The Pastor (or Childcare Provider?) as Public Theologian

Nikki Shimp
4 min readNov 13, 2020

“It is no mean feat to speak of God, or to relate to people, yet pastors often (always?) have to do both things at once, regardless of their area of primary responsibility. Every pastor is responsible for communicating Christ and for ministering God’s word, at all times, to everyone, and in many ways… The Pastor-Theologian is a farmer of men and women, charge with working and keeping the promised land — the gospel of Jesus Christ — and with bringing streams of living water to urban and suburban deserts in order to cultivate the new creation in Christ” (pp. 2–3).

When most of the modern world thinks about speaking of God and relating to people, they are on opposite ends of the spectrum. Speaking of God and relating to followers of Christ, now, those can get on the same wavelength. But how do you speak of God and relate to people, as in the general populous? By reclaiming the lost vision of the Pastor as a Public Theologian and the Ministry of What Is “in Christ.”

Vanhoozer and Strachan assert that a pastor was always intended to be a theologian and every theologian is a public theologian, “a particular sort of intellectual, a particular type of generalist.” However, the “purpose of a pastor-theologian being a public intellectual is to serve the people of God by building them up in the ‘faith that was once for all delivered to the saints’.” (pp 15–16) . We are meant to speak of God to all people.

Israel has a long-standing reluctance to interact with God directly. Historically speaking, the public-theologian role was left to prophets, priests, and Kings. Before God gave Israel a king, He gave them profits. After Israel fell to foreign rulers, God gave them priests. While Jesus broke the bounds of Jew and gentile, as people, we still have a tendance to stand at arm’s length from what is Holy, asking someone else to intercede on our behalf. Insert a Pastor as Theologian. If our pastor’s cease to be theologians, who is ensuring that our walk with God is ever adapting and course correcting with the changing world culture. How will we know if we are too far astray or not far enough into the world?

My ministry is within the four walls of my home. I minister to my husband, to my own children, to the children we care for while their parents work outside of their own homes. My ministry is, literally, raising up disciples. I am responsible for ensuring that our walks (mine and theirs) are not only in step with Christ but also for encouraging their walks to stray out into the world without becoming lost in the world. The concept that I could “manage” this responsibility as some pastors have resorted to “managing” their churches feels gravely at odds. I am responsible for forming little minds, little emotions, little steps of independence, and ensuring security. While the realization is that this is exactly what raising up a disciple means, when you place it in a child development context, rather than adult discipleship, the stakes feel incredibly steeper.

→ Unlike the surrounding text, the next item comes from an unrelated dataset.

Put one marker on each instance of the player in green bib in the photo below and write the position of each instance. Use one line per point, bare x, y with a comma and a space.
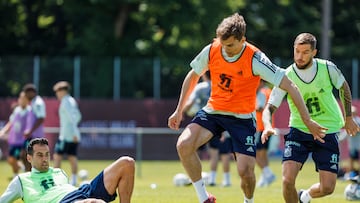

The future generation is being formed and affected by my ministry.

The steep stakes for embracing the role as a pastor-theologian in my ministry effectively pushes me toward disciplined study and theological practices, ensuring that I am one with the Word and in right standing so as to not lead any astray. Vanhoozer and Strachan identify that one cannot build an effective ministry unless it is built upon Christ himself. For my context, that means ensuring that my home is centered in Christ: the atmosphere, the media access, the relational and discipline philosophies, all must be Christ-based and theologically sound so as to not contradict or confuse the babies’ walk later in life.

Like Vanhoozer and Strachan refer to Christ’s building his church upon the rock, our ministry build’s the foundation for our babies’ faith lives. Any unsound theology that may exist in our ministry has the potential to pull one of our disciples from their path later in life when they experience confusion and contradiction. We are called to, “live such good lives among the pagans that, though they accuse you of doing wrong, they may see your good deeds and glorify God on the day he visits us” (1 Peter 2:12, NIV). Therefore, any contradiction in our home has the potential to set a child astray as he ventures out into the world. Seeing our righteousness will ensure that he sees the world’s unrighteousness and remains steadfast in his right relationship with God.


Vanhoozer, K.J. & Strachan, O. (2015). The Pastor as Public Theologian: Reclaiming a Lost Vision. Baker Academic: Grand Rapids, MI.